The First Victory for Hong Kong
The Engineering student robotics team Phantom Dancer was crowned Champion in the The Asia-Pacific Broadcasting Union (ABU) Asia-Pacific Robot Contest (Robocon), which was held last Sunday (August 25). Phantom Dancer is the first Hong Kong team to win this international trophy for robotics since the game began in 2002, signifying CUHK's education quality in robotic design and innovation.
This year, 17 regional winning teams from universities, colleges and academies of 16 countries and territories across the Asia-Pacific region competed in the finale held in Mongolia. CUHK's Phantom Dancer advanced to the finale and represented Hong Kong for a second time, after winning the championship in the regional contest which took place in June this year.
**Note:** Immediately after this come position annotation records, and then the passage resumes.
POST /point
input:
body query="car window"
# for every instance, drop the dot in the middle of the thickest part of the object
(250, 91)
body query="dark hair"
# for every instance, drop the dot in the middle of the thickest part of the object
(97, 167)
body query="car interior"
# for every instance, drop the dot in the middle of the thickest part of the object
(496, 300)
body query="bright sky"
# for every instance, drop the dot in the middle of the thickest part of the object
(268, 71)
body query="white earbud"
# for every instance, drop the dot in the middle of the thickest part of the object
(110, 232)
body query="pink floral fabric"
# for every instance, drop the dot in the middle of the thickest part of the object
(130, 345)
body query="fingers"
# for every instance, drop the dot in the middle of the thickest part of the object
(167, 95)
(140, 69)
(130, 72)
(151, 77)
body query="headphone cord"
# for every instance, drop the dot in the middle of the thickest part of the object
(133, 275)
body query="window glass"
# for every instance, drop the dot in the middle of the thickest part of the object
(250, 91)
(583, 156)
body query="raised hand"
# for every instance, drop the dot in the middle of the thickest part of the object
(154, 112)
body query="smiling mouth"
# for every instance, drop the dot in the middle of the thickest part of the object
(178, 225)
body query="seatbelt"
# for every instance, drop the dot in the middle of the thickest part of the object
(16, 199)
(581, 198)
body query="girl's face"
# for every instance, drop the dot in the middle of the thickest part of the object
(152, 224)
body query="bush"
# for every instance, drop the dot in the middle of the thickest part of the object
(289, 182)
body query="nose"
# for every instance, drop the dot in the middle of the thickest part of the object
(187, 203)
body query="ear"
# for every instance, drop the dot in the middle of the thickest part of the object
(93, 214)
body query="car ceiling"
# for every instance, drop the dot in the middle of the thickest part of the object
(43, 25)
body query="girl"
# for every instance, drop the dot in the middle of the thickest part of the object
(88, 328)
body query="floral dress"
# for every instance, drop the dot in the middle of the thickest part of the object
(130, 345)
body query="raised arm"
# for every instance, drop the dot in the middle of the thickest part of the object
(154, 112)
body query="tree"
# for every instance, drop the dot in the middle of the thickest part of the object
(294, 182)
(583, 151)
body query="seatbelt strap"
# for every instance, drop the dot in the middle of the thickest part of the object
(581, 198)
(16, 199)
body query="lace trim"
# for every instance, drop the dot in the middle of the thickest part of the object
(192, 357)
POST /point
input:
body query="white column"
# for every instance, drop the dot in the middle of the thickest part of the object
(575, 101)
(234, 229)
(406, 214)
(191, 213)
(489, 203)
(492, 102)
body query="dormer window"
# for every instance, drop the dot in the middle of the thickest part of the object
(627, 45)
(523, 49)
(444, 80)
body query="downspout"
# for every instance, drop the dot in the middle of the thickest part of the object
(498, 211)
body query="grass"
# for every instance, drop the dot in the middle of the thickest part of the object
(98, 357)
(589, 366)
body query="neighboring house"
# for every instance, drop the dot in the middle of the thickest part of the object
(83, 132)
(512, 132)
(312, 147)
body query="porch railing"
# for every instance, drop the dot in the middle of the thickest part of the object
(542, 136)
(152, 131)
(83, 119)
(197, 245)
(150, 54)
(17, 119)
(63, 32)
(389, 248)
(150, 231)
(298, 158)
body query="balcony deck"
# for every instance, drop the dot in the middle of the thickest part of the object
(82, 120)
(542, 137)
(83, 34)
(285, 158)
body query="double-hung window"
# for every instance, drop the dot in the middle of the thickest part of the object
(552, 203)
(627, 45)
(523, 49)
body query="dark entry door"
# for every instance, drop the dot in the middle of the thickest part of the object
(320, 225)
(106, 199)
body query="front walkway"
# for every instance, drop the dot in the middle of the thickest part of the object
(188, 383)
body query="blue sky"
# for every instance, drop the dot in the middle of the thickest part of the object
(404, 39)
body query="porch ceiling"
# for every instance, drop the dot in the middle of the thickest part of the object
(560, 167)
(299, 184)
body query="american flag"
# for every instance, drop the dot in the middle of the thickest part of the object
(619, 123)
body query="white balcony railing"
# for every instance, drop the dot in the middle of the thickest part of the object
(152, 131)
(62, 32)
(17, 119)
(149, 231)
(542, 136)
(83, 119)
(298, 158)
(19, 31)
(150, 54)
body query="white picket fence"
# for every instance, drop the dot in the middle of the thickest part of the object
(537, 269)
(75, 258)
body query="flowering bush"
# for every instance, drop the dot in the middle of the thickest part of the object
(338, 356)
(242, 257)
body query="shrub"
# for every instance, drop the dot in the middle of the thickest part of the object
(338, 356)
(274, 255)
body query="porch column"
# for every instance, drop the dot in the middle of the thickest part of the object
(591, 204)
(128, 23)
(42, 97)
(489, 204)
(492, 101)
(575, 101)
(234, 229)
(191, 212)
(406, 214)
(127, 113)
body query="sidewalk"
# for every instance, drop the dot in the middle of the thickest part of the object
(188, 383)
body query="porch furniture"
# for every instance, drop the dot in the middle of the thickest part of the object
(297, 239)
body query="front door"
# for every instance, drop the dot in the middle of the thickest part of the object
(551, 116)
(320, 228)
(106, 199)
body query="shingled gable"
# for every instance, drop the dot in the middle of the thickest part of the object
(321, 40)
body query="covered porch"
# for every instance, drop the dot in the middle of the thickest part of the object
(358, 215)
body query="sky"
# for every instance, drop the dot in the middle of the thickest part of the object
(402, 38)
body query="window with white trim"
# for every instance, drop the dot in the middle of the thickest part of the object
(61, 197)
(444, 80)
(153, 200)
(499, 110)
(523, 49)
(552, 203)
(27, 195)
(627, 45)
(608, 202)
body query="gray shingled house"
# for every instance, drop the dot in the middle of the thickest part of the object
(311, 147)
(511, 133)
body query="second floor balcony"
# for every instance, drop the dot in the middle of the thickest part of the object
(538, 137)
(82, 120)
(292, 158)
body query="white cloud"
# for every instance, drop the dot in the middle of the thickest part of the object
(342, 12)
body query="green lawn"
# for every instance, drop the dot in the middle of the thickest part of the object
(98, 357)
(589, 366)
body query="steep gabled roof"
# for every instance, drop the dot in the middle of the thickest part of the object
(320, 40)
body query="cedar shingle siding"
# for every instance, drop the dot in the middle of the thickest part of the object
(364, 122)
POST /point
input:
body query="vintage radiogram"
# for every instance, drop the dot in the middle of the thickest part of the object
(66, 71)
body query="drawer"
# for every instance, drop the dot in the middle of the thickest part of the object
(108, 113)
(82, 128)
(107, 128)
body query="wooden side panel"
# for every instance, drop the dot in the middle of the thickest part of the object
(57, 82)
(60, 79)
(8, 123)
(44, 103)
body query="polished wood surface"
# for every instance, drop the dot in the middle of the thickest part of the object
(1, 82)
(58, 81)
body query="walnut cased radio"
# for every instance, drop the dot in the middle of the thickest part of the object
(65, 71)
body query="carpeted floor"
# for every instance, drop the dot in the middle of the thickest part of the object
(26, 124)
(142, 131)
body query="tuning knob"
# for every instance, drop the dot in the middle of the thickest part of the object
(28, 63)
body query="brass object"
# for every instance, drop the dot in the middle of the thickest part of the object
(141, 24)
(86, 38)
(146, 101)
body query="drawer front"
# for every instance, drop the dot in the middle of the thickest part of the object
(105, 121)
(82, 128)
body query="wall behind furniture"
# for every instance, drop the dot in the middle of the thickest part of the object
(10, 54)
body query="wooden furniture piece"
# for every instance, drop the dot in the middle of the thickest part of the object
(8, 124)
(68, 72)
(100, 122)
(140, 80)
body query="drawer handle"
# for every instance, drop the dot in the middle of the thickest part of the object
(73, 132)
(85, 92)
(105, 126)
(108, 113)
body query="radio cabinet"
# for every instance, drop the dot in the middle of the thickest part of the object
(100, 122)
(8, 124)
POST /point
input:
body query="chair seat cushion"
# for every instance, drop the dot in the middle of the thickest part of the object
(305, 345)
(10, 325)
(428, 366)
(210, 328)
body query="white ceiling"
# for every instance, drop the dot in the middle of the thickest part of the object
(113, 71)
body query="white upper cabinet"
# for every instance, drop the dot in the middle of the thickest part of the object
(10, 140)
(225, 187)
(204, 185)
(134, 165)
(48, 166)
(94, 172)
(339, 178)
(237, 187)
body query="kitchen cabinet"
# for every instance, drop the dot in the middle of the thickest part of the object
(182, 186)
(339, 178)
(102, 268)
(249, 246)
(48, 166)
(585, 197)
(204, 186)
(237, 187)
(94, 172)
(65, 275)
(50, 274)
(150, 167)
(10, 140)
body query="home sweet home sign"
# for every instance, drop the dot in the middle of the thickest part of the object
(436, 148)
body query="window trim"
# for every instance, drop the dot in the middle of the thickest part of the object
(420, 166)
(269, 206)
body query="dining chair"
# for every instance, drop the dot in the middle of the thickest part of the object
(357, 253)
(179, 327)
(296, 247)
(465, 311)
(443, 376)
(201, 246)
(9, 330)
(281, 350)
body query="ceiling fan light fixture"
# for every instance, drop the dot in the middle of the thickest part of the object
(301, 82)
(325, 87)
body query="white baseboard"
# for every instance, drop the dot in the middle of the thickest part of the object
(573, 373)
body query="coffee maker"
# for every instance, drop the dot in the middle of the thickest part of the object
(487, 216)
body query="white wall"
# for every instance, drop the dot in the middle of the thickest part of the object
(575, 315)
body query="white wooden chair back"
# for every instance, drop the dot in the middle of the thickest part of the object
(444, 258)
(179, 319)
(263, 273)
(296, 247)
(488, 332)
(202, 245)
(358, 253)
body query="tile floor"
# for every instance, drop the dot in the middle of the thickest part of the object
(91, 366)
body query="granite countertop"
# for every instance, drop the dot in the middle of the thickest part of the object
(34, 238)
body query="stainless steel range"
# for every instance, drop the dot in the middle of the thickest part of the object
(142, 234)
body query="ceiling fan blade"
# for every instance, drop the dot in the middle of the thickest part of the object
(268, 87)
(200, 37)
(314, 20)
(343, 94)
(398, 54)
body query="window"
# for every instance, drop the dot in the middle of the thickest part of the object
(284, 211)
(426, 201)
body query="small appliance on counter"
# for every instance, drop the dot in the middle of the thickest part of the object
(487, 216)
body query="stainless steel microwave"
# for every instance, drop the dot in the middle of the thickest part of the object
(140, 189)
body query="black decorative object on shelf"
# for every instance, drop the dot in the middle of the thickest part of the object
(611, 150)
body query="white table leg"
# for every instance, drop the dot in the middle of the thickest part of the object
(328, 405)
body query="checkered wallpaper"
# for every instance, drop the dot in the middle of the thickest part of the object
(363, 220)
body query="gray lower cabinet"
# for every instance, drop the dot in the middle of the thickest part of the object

The team leader, Billy Yip Chun Wa, is an alumnus of the Department of Mechanical and Automation Engineering, CUHK. With his experience, he twice led the CUHK team to compete in ABU Robocon, and was amazed by the team's performance this year. "Everyone in the team was a big fan of robotic design and programming. We spent nearly a year trying to achieve the optimum conditions for our robots, and the preparation one month ahead of the finale was even more intensive. Despite all our efforts to boost the robots' speed and performance, there were times when countless flaws were revealed and there were divided views among members. We worked day and night with each other to find out the best solution to our clear goal. The understanding and friendship are what we treasured most in the process. We also learnt a lot by interacting with the best teams coming from all around the world during the competition," said Billy.
Professor Martin D. F. Wong, Dean of Engineering, CUHK, remarked, "The Faculty of Engineering is a breeding ground of engineering professionals in Hong Kong, playing an important role in both engineering education and technological development. I take pride in our student team's achievement in both the regional and international Robocon. It is not only about their hard work paying off, but also that our world-class education gets recognised. I sincerely hope that our students will continue to keep going, strive for the best, and become a legend."
"Great Urtuu", inspired by a traditional Mongolian messenger system, was the theme of this year's competition. The competition challenged the participants to build one manual robot and one automatic robot that had to execute a range of tasks include crossing different geographical conditions and traversing ropes while carrying the Gerege, a symbolic tablet, as well as throwing Shagai, a bone dice, to demonstrate their technical and physical capabilities. The automatic robot is required to be four-legged, adding complexity to the design in pursuing high stability and speed.
After qualifying for the finale, members of the Phantom Dancer moved forward on the robots' performance upgrades. They exchanged ideas about the design and coding with counterparts at other local universities and conducted numerous trials to minimise failure rates. The improved stability eventually gave Phantom Dancer's robots advantages over traditional strong opponents like the China, Vietnam and Japan teams.